Molar mass of CaCO3 = 1(40) + 1(12) + 3(16) = 40 + 12 + 48 = 100 g/mol.
Q2: How many atoms of oxygen are present in 3.2 g of SO2? (S = 32, O = 16, NA = 6.022 × 10^23)
Molar mass of SO2 = 32 + 2(16) = 64 g/mol. Moles of SO2 = 3.2/64 = 0.05 mol. One molecule of SO2 has 2 oxygen atoms. Number of O atoms = 0.05 × 2 × 6.022 × 10^23 = 6.022 × 10^22.
Q3: What is the law of constant proportions? Give an example.
The law states that a chemical compound always contains the same elements in the same proportion by mass. Example: water always contains hydrogen and oxygen in mass ratio 1:8 (2g H to 16g O). No matter the source of water, this ratio remains constant.

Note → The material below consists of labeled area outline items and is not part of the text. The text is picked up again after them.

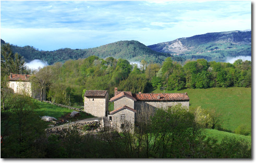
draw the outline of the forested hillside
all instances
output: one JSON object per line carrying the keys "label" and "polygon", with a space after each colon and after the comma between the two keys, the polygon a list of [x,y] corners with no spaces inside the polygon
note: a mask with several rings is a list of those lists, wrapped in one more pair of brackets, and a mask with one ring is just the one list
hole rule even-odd
{"label": "forested hillside", "polygon": [[65,103],[67,96],[70,95],[72,103],[80,105],[84,89],[106,90],[111,98],[115,87],[143,93],[162,87],[170,90],[251,86],[251,62],[248,61],[238,60],[230,64],[199,59],[182,66],[167,58],[162,66],[147,62],[141,64],[138,67],[126,60],[113,57],[104,60],[93,56],[56,63],[40,72],[52,74],[47,93],[50,100]]}
{"label": "forested hillside", "polygon": [[225,62],[227,57],[251,56],[251,31],[209,33],[148,46],[185,59]]}
{"label": "forested hillside", "polygon": [[[1,44],[4,43],[1,39]],[[83,49],[62,48],[44,51],[30,46],[11,45],[11,47],[14,53],[18,52],[23,56],[26,62],[40,59],[47,61],[50,65],[91,56],[101,58],[112,57],[129,61],[140,62],[143,59],[148,63],[159,63],[169,57],[182,64],[187,59],[202,58],[208,61],[226,62],[227,57],[251,56],[251,31],[210,33],[148,47],[136,40],[125,40]]]}
{"label": "forested hillside", "polygon": [[[3,43],[4,41],[1,39],[1,44]],[[43,51],[39,50],[30,46],[19,47],[11,45],[11,47],[14,52],[18,52],[23,56],[26,62],[40,59],[47,61],[49,64],[57,62],[64,62],[69,59],[86,58],[91,56],[101,58],[113,57],[116,59],[122,58],[130,61],[140,62],[144,59],[149,63],[162,63],[165,58],[170,56],[168,53],[153,51],[143,44],[135,40],[119,41],[96,48],[84,49],[63,48],[54,51]],[[185,61],[184,59],[177,57],[173,57],[173,60]]]}

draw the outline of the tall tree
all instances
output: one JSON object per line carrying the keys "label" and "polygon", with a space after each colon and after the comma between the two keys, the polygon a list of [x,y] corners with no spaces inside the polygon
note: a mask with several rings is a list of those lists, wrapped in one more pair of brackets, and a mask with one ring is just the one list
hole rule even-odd
{"label": "tall tree", "polygon": [[31,80],[33,82],[38,84],[40,88],[40,100],[43,101],[43,93],[44,89],[50,86],[52,77],[54,75],[50,66],[46,66],[41,69],[32,77]]}

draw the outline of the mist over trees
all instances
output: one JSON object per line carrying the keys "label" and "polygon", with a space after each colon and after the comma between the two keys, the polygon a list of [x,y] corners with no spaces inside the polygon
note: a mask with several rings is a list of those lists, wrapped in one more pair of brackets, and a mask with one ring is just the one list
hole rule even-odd
{"label": "mist over trees", "polygon": [[[81,96],[84,89],[106,90],[110,98],[114,96],[115,87],[135,93],[147,92],[150,89],[161,87],[179,90],[251,86],[249,61],[238,60],[231,64],[208,62],[205,59],[188,60],[183,66],[171,58],[166,58],[162,65],[143,62],[138,67],[126,60],[113,57],[103,59],[93,56],[64,63],[55,63],[40,69],[38,73],[53,74],[48,77],[48,100],[67,103],[66,90],[68,90],[68,94],[71,94],[69,99],[71,105],[83,104]],[[51,73],[46,73],[46,69]]]}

Q4: How many molecules are present in 88 g of CO2? (C = 12, O = 16, NA = 6.022 × 10^23)
Molar mass of CO2 = 12 + 2(16) = 44 g/mol. Moles = 88/44 = 2 mol. Number of molecules = 2 × 6.022 × 10^23 = 1.204 × 10^24.
Q5: Define relative atomic mass and molecular mass.
Relative atomic mass: mass of an atom compared to 1/12 of mass of carbon-12 atom. Example: Na = 23 (sodium atom is 23 times heavier than 1/12 of C-12). Relative molecular mass: sum of relative atomic masses of all atoms in a molecule. Example: H2O = 1 + 1 + 16 = 18.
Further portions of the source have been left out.